A Ucrânia tem trabalhado para abater mísseis balísticos russos desde que a guerra EUA-Israel contra o Irão este ano afetou o fornecimento de interceptadores Patriot fabricados nos EUA.
“Então, uma das coisas que vamos discutir é que vamos emitir uma licença para fabricar Patriots. Isso é muito legal, certo”, disse Trump ao presidente ucraniano, Volodymyr Zelensky, à margem de uma cúpula da OTAN em Ancara.
“Ainda não notificamos a empresa sobre isso, mas será resolvido”, disse ele, sem dar mais detalhes.
Os últimos ataques de mísseis e drones da Rússia na quarta-feira mataram 10 pessoas em toda a Ucrânia, incluindo três na capital Kiev, disseram autoridades locais.
O analista militar ucraniano Sergei Zgulets disse que a Rússia tem uma vantagem em mísseis balísticos e está usando o menor estoque de mísseis Patriot da Ucrânia para atingir Kiev.
“Isso permite que os adversários usem esses ataques como meio de pressão psicológica”, disse ele à AFP.
Dados os longos tempos de produção, a obtenção de uma licença para construir o míssil Patriot, um dos mísseis antiaéreos mais avançados do mundo, pode não resolver imediatamente os problemas da Ucrânia.
Segundo o Foreign Policy Institute, são necessários até 24 meses para produzir um míssil antiaéreo e 30 meses para produzir o seu motor.

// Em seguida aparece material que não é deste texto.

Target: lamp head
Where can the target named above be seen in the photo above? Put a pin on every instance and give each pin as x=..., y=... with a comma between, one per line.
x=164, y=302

Apesar de dias de pesados bombardeamentos russos, a Ucrânia conseguiu estabilizar as suas linhas de frente nos últimos meses e intensificou os seus ataques no interior da Rússia.
Trump disse que os ataques poderiam ajudar a acabar com a guerra.
“Esta é uma escalada, mas é uma escalada que ajudará a encerrar o conflito”, disse Trump.
Trump e Zelensky pareceram adotar um tom mais cordial em seu encontro, marcando o fim dos amargos confrontos no Salão Oval do ano passado.
“Desde o Salão Oval até agora, é difícil acreditar que tivemos um relacionamento muito bom”, disse o presidente dos EUA.